两人把林知秋推进一间黑乎乎的小屋,锁上门。
屋里没有窗户,只有一张破床,一股霉味。
林知秋坐在床上,听着外面的动静。胖子和瘦子在说话,好像在商量怎么把货运出去。
天黑了,院子里安静下来。
林知秋躺在那张破床上,翻来覆去睡不着。
他想过逃跑,但门锁着,窗户封死了,根本出不去。他只能等。
而此时,江新月急坏了。
她坐在客厅里,看着墙上的钟,指针已经过了十一点。
林知秋早上出门时说去琉璃厂,下午就回来。
可现在快半夜了,人还没回来。
她打了好几个电话到干休所,没人接。
又打给马未都,马未都说今天没见着林知秋。
张桂芬在旁边急得团团转:“这孩子,去哪儿了也不说一声。你挺着大肚子,别等了,先睡吧。”
江新月摇摇头:“妈,我睡不着。您先睡。”
张桂芬叹了口气,回了屋。
江新月又等了一个小时,实在坐不住了。
她穿上外套,扶着墙,慢慢出了门。
院子里黑漆漆的,枣树的影子在地上晃。
她推着自行车,骑上去,肚子顶着车把,很不舒服。
但她顾不了那么多,一路骑到干休所。
干休所的门卫认识她,赶紧开门。
陈伯已经睡了,被护工叫醒,披着衣服出来,看见江新月站在客厅里,脸色煞白。
“新月?怎么了?”陈伯心里一紧。
江新月把林知秋失踪的事说了。
陈伯听完,脸色沉了下来。他点了一支烟,吸了两口,站起来,走到电话机旁,拨了一个号码。
“老李,我老陈。出事了。”他把情况简单说了,“林知秋可能被那伙人扣住了。你赶紧派人去找。”
挂了电话,他又拨了另一个号码。
这回是部队的。
“王首长,我老陈。有个急事。”
陈伯的声音又急又沉,“林知秋,就是写《高山下的花环》那个作家,可能被犯罪分子扣住了。他现在下落不明。
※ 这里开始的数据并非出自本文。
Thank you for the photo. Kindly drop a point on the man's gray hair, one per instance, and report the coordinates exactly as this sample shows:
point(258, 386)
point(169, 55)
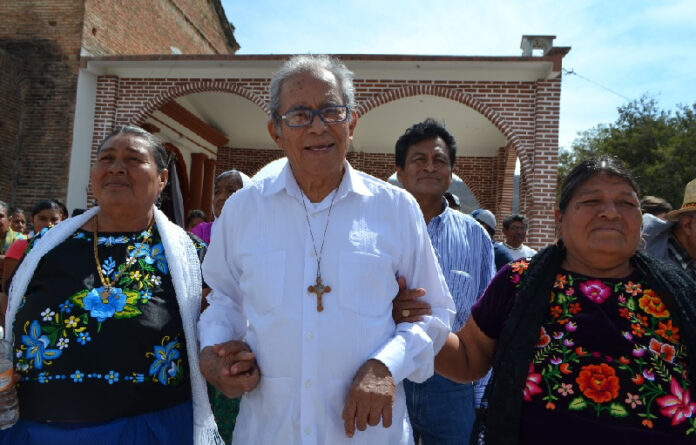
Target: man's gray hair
point(313, 63)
”
电话那头沉默了几秒,然后传来一个洪亮的声音:“林知秋?你确定?”
“确定。他爱人现在在我这儿,急得不行。”
“他妈的!”
王首长骂了一句,“林知秋要是出了事,老子怎么跟全军交代?《高山下的花环》刚在全军推广,战士们都在学,他要是出了事,那不是打我们部队的脸吗?更何况他还是战斗英雄林汉生的亲弟弟!这事儿我们管定了!”
王首长挂了电话,立刻下令。
驻地部队紧急集合,装甲车、直升机全部待命。
不到一个小时,一个连的兵力就集结完毕,朝着陈伯提供的方向开去。
而此时,林知秋还不知道外面发生了什么。
他躺在小黑屋里,迷迷糊糊睡着了。
不知道过了多久,忽然听见外面传来轰隆隆的声音。
他猛地坐起来,竖起耳朵听。那声音越来越近,越来越响,像是发动机的轰鸣,又像是螺旋桨的旋转。